Aufsehenerregende Anklageschrift zum Anschlag in Izmir: Auch jenes Konzert war ein Ziel!
In der Anklageschrift zum Anschlag auf eine Polizeistation in Izmir-Balçova, bei dem drei Polizisten ihr Leben verloren, werden für die Angeklagten lebenslange Haftstrafen unter erschwerten Bedingungen sowie hunderte Jahre Gefängnis gefordert. Zudem wurden weitere vom Täter geplante Ziele in die Akte aufgenommen.
Die im Rahmen der Ermittlungen zum Terroranschlag erstellte Anklageschrift enthüllt Details zum Hintergrund des Angriffs, den der Gymnasiast Eren Bigül in Balçova verübte und bei dem drei Polizeibeamte getötet wurden. In der Akte wird für insgesamt 13 Verdächtige, von denen 7 inhaftiert sind, jeweils viermal lebenslange Haft unter erschwerten Bedingungen sowie bis zu 261 Jahre Gefängnis gefordert.
AUCH MUTTER UND VATER IN DER AKTE
In der Anklageschrift wird dargelegt, dass der Täter Eren Bigül unter der Vormundschaft seiner Eltern stand und diese im Hinblick auf Pflege, Aufsicht, Erziehung und den Schutz vor gesellschaftsschädlichem Verhalten als Garanten fungierten. Es wurde festgehalten, dass Bigül dank der Erleichterungen und Unterstützung durch seinen Vater Nuhver Bigül und seine Mutter A.B. die Ideologie der bewaffneten Terrororganisation IS übernahm und Mitglied der Organisation wurde.
10 TAGE LANG AUSSPÄHUNG BETRIEBEN
In der Akte wird angegeben, dass Bigül vor der Tat 10 Tage lang jeweils nachts zwischen 02.00 und 03.00 Uhr regelmäßig das Polizeirevier Salih İşgören, den Ort des Anschlags, ausspähte. Die Anklageschrift kommt zu dem Schluss, dass die Mutter und der Vater als „geistige Haupttäter (Anstifter)“ an allen von Bigül begangenen Straftaten beteiligt waren.

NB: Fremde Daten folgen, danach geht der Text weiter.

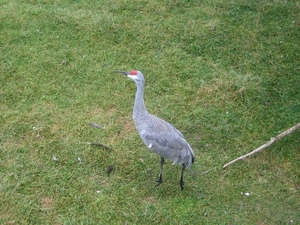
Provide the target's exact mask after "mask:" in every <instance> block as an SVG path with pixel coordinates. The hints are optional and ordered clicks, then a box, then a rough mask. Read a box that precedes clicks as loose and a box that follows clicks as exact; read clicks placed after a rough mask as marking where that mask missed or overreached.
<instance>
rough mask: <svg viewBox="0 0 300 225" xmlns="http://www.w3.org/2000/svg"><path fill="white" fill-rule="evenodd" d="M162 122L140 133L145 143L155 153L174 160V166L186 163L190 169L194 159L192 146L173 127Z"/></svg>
mask: <svg viewBox="0 0 300 225" xmlns="http://www.w3.org/2000/svg"><path fill="white" fill-rule="evenodd" d="M160 122H161V123H156V124H153V125H152V126H151V127H150V128H149V129H147V130H145V132H141V133H140V135H141V137H142V139H143V141H144V143H145V144H146V145H147V146H148V148H149V149H150V150H152V151H153V152H156V153H157V154H159V155H160V156H162V157H164V158H167V159H170V160H172V161H173V164H175V163H176V164H182V163H184V164H185V165H186V166H187V167H188V166H189V165H190V164H191V163H192V158H193V150H192V149H191V147H190V145H189V144H188V143H187V142H186V140H185V139H184V138H183V135H182V133H181V132H180V131H179V130H177V129H176V128H175V127H174V126H173V125H171V124H169V123H167V122H165V121H163V120H161V121H160Z"/></svg>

STAAT ALS „TAGHUT“ BEZEICHNET
In der Anklageschrift heißt es, dass Eren Bigül begann, ein Leben gemäß der IS-Ideologie zu führen, versuchte, die Ideen der Organisation in seinem Freundeskreis zu verbreiten, und die Republik Türkei als „Taghut“ (Götze/Tyrann) bezeichnete. Zudem wird in der Akte aufgeführt, dass Bigül den Schulbesuch verweigerte, weil er gegen die gemeinsame Erziehung von Männern und Frauen war, und dass er Soldaten, Polizisten, Richter, Staatsanwälte und Führungskräfte, die nicht nach der IS-Ideologie handelten, als „Ungläubige“ betrachtete und deren Tötung für notwendig hielt.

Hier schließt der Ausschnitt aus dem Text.